When packing fragile objects in boxes for shipping or storage, it is often desirable to surround the objects with protective elements which absorb shocks and insulate the objects to prevent damage. Today the most commonly used materials are shaped styrofoam, styrofoam peanuts, shredded paper, urethane foam as used in foam-in-place systems, foam chips, corrugated inserts, or similar items which are light in weight yet absorb shocks. When packing other objects, it is common to add such materials between a container and its contents for void filling. The disadvantage of such items is that they are large in volume, so require a large storage space before use, many of them are environmentally unfriendly, and some are difficult to dispose of. Small items, such as peanuts, tend to sink to the bottom of a box, thereby leaving upper portions of the object packed therein uncovered and unprotected.
Instead of such materials, it has been suggested to use air cushions, also known as air pillows and air bags, for protecting fragile objects and for void filling. These are small plastic bags which are stored in roll form and inflated in the factory as needed. Thus, they require little storage space. However, conventional air cushion machines are complicated and expensive.

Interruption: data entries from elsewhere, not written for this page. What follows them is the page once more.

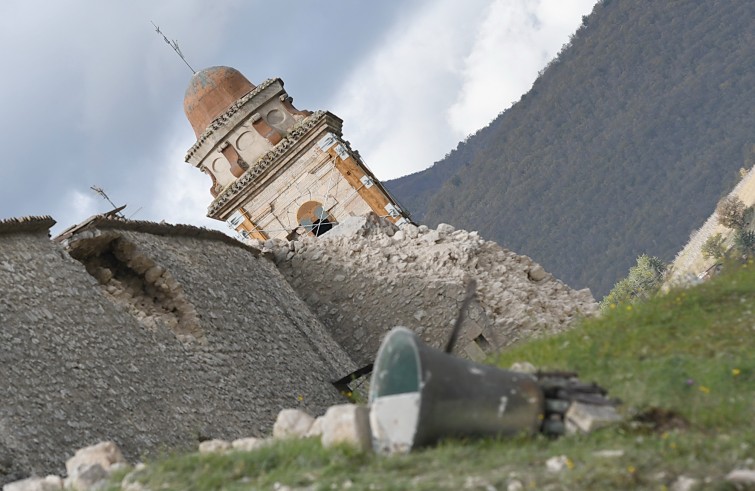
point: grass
(682, 363)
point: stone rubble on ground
(347, 423)
(685, 483)
(49, 483)
(292, 423)
(557, 464)
(365, 276)
(248, 444)
(584, 418)
(214, 446)
(741, 478)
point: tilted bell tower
(276, 171)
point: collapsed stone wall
(169, 338)
(365, 276)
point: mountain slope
(622, 146)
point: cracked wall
(84, 362)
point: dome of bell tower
(211, 91)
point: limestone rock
(741, 478)
(214, 446)
(537, 273)
(557, 464)
(523, 367)
(292, 423)
(49, 483)
(316, 429)
(248, 444)
(347, 423)
(684, 483)
(418, 278)
(87, 478)
(588, 417)
(104, 453)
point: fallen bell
(419, 395)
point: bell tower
(276, 171)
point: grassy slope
(689, 352)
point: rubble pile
(366, 276)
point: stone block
(214, 446)
(347, 423)
(316, 429)
(741, 478)
(104, 453)
(292, 423)
(247, 444)
(87, 478)
(582, 417)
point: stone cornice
(26, 224)
(224, 118)
(295, 134)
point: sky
(90, 95)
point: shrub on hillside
(731, 212)
(714, 247)
(643, 281)
(744, 241)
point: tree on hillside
(731, 212)
(643, 281)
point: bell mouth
(395, 393)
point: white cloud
(445, 72)
(181, 192)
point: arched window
(314, 218)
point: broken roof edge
(102, 222)
(41, 223)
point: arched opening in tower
(313, 218)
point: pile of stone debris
(366, 276)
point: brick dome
(212, 91)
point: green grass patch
(687, 355)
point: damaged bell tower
(276, 171)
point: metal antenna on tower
(173, 44)
(116, 209)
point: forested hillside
(623, 145)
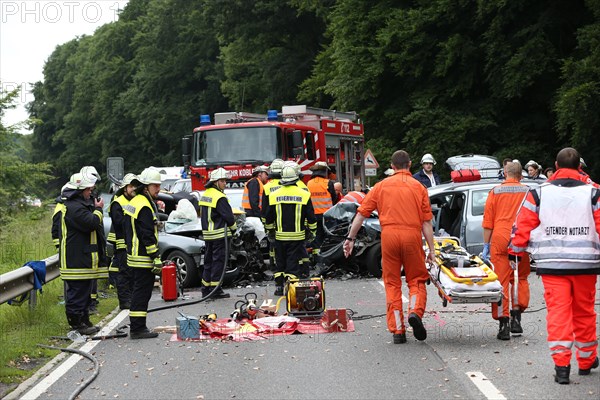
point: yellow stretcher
(461, 277)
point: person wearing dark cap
(323, 196)
(558, 225)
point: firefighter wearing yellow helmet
(143, 256)
(253, 191)
(289, 214)
(217, 220)
(79, 249)
(120, 273)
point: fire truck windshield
(231, 145)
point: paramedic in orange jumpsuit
(501, 209)
(558, 225)
(405, 214)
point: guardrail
(20, 281)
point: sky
(30, 30)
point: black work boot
(504, 332)
(418, 329)
(588, 370)
(562, 374)
(515, 321)
(399, 338)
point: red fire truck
(239, 141)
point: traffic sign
(370, 160)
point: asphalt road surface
(461, 358)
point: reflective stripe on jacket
(79, 247)
(216, 214)
(290, 213)
(558, 225)
(141, 232)
(319, 194)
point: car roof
(480, 184)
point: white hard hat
(86, 181)
(127, 180)
(149, 176)
(292, 164)
(90, 170)
(260, 168)
(276, 166)
(428, 158)
(289, 174)
(219, 173)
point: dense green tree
(19, 179)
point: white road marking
(404, 299)
(63, 368)
(485, 386)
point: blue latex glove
(485, 253)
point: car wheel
(186, 266)
(373, 260)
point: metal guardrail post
(20, 281)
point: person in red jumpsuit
(402, 228)
(558, 225)
(501, 208)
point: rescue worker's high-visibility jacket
(141, 232)
(216, 214)
(252, 197)
(116, 236)
(322, 194)
(79, 249)
(353, 197)
(59, 209)
(558, 225)
(290, 213)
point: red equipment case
(169, 282)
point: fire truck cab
(239, 141)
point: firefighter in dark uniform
(119, 272)
(290, 213)
(79, 251)
(143, 257)
(254, 190)
(90, 172)
(272, 185)
(215, 216)
(323, 197)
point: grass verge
(28, 238)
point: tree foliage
(516, 79)
(19, 179)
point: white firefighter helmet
(292, 164)
(150, 176)
(289, 174)
(428, 158)
(127, 180)
(276, 166)
(219, 173)
(90, 170)
(86, 182)
(260, 168)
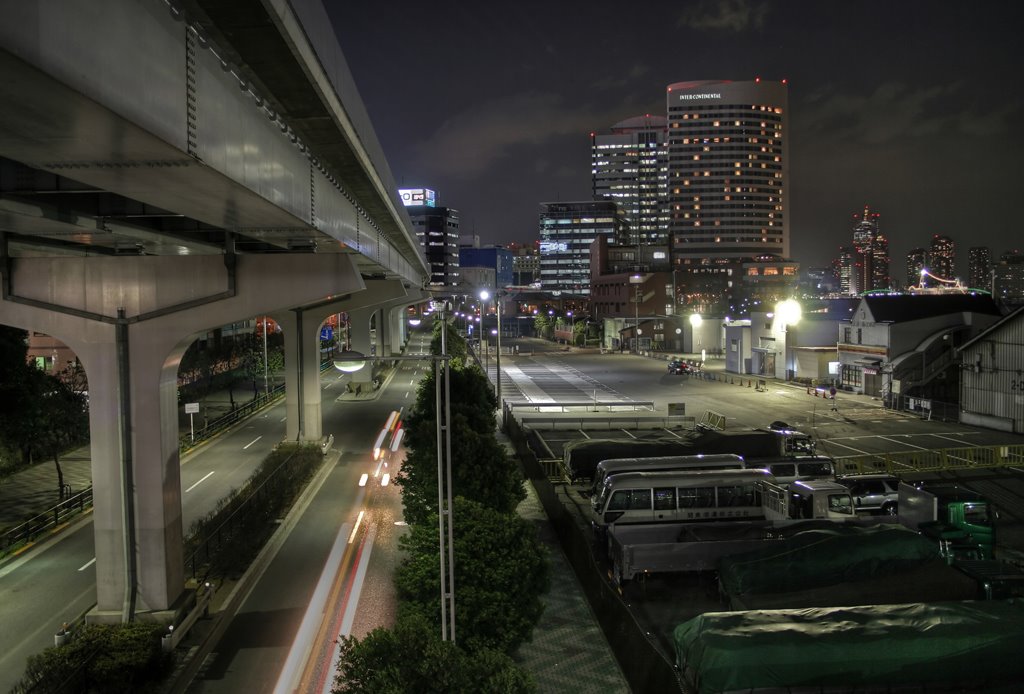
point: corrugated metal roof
(903, 307)
(993, 328)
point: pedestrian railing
(29, 530)
(907, 462)
(189, 439)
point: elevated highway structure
(168, 167)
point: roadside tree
(501, 571)
(481, 469)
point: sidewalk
(31, 491)
(568, 652)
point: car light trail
(355, 528)
(205, 477)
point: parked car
(679, 366)
(872, 493)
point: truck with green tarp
(943, 647)
(845, 565)
(958, 519)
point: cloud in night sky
(909, 106)
(724, 15)
(475, 140)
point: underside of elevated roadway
(167, 168)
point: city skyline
(494, 109)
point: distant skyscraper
(437, 230)
(979, 267)
(629, 166)
(916, 260)
(849, 273)
(728, 169)
(942, 257)
(873, 249)
(567, 229)
(1010, 275)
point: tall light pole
(498, 356)
(636, 280)
(266, 358)
(350, 361)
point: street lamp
(636, 280)
(266, 387)
(788, 314)
(484, 295)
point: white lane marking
(892, 440)
(302, 646)
(353, 597)
(963, 443)
(199, 482)
(830, 442)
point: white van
(788, 470)
(678, 496)
(616, 466)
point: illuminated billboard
(413, 197)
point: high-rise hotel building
(728, 170)
(629, 166)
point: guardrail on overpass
(908, 462)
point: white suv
(872, 493)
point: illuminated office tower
(979, 267)
(629, 166)
(916, 260)
(728, 170)
(567, 229)
(873, 249)
(437, 230)
(942, 257)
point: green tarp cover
(950, 646)
(825, 557)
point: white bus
(678, 496)
(616, 466)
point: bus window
(840, 504)
(630, 500)
(665, 499)
(696, 497)
(815, 469)
(784, 470)
(735, 495)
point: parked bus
(616, 466)
(679, 496)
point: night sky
(913, 107)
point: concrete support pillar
(394, 329)
(302, 393)
(363, 322)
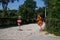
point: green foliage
(5, 3)
(53, 18)
(41, 11)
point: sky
(16, 4)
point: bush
(53, 26)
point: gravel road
(28, 32)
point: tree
(41, 11)
(53, 16)
(5, 3)
(27, 10)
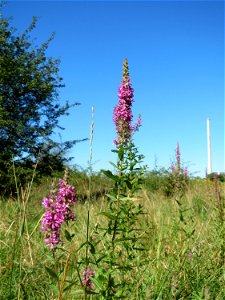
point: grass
(185, 258)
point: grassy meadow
(184, 238)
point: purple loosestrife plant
(122, 116)
(58, 210)
(88, 273)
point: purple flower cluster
(122, 116)
(86, 280)
(58, 210)
(176, 167)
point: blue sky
(175, 51)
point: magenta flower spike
(178, 157)
(123, 111)
(57, 211)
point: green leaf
(52, 273)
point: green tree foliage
(29, 102)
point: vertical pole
(209, 169)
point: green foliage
(29, 104)
(175, 184)
(122, 239)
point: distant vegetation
(67, 233)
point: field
(183, 244)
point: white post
(209, 169)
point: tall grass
(185, 258)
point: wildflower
(185, 171)
(178, 157)
(58, 211)
(88, 273)
(172, 167)
(123, 111)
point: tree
(29, 98)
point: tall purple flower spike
(122, 116)
(57, 211)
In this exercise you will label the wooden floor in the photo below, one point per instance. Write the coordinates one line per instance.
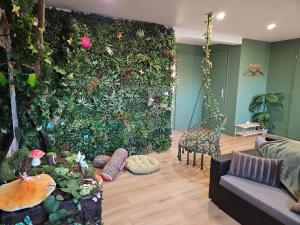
(176, 195)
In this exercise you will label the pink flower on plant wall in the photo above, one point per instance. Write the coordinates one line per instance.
(85, 42)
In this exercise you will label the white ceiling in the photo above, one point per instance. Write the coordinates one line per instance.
(244, 18)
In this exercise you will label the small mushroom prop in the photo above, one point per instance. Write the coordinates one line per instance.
(36, 156)
(25, 192)
(51, 157)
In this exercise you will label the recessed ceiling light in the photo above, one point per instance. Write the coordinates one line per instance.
(271, 26)
(220, 15)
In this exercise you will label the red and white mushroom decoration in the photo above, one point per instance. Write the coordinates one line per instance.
(36, 155)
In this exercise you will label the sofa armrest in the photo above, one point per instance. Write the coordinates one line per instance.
(219, 166)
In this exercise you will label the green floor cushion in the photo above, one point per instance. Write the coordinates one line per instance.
(100, 161)
(141, 164)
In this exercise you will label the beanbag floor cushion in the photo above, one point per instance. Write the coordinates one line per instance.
(114, 165)
(141, 164)
(100, 161)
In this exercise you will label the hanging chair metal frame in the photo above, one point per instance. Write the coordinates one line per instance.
(204, 134)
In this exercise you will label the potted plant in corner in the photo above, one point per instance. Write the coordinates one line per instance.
(261, 106)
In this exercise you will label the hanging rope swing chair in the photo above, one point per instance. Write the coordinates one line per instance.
(204, 137)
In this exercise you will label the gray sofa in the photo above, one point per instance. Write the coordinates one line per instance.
(249, 202)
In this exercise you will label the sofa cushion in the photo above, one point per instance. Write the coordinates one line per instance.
(266, 171)
(296, 208)
(274, 201)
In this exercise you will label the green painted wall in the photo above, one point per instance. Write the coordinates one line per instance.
(281, 79)
(188, 73)
(240, 89)
(252, 52)
(232, 56)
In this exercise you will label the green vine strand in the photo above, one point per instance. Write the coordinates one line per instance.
(211, 106)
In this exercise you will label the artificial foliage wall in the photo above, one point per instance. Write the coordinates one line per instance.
(109, 86)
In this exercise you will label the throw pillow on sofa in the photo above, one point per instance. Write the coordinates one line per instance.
(262, 170)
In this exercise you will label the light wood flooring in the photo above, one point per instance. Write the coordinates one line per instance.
(176, 195)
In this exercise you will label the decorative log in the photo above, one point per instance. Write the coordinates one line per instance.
(90, 213)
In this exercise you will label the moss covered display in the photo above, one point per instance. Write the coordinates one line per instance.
(104, 84)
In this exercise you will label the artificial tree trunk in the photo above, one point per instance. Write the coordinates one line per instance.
(5, 42)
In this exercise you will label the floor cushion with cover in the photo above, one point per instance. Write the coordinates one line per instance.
(114, 165)
(141, 164)
(100, 161)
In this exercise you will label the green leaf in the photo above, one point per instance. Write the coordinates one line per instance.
(59, 214)
(59, 197)
(3, 79)
(264, 116)
(31, 80)
(50, 205)
(59, 70)
(271, 98)
(48, 61)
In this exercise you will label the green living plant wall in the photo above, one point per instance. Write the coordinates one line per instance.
(109, 86)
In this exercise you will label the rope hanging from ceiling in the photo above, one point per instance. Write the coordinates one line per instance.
(204, 137)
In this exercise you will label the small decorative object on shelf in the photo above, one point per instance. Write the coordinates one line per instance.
(247, 129)
(253, 70)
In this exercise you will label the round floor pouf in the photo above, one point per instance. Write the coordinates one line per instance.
(141, 164)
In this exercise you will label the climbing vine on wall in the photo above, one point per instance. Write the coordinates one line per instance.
(106, 84)
(211, 106)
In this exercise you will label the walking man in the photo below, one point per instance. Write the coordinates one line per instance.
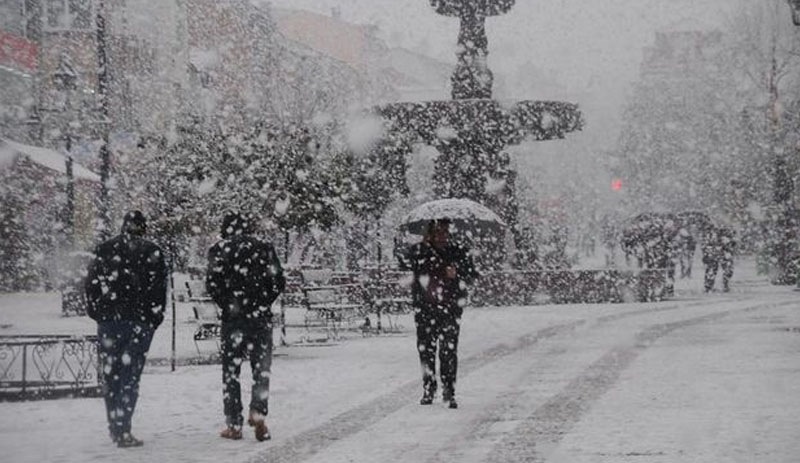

One example of a conventional machine for making air cushions operates using a compressor to provide pressurized air to inflate the cushions. Plastic sheaths sealed on both side edges are provided on a roll. The plastic is advanced between two rollers which grip the plastic between them and advance the plastic sheath as they rotate. When they stop rotating, typically by means of a sensor reading a coded symbol printed on the plastic, the sheath is held still. The sleeve is punctured and filled with air, and then the plastic is sealed at both ends, hopefully sealing the puncture at the same time.
Other known devices include a microprocessor for controlling the filling and sealing of the air cushions. These utilize a computerized system to measure the length of the cushion and send a signal to stop advancing the plastic sheath.
These devices are costly, and require precision in the operation of the sensor for stopping the advance of the plastic, as well as accuracy in sealing the cushions. Furthermore, changing the length of the cushions requires printing new rolls of plastic with the symbols for the end of the cushion located a different distance apart.
Accordingly, there is a long felt need for a relatively inexpensive device for making air cushions, and it would be very desirable to have such a device which is simple to manufacture and operate and wherein the length of the cushions can be changed easily without replacing the plastic roll.
Similarly, magazines and articles of mail, as well as powders, grains, granular material, beads, and other small particles and components, are now being packaged in plastic envelopes. The conventional packaging machines generally include a compressed air source, and a plurality of pistons and pneumatic elements, resulting in an expensive and complex device.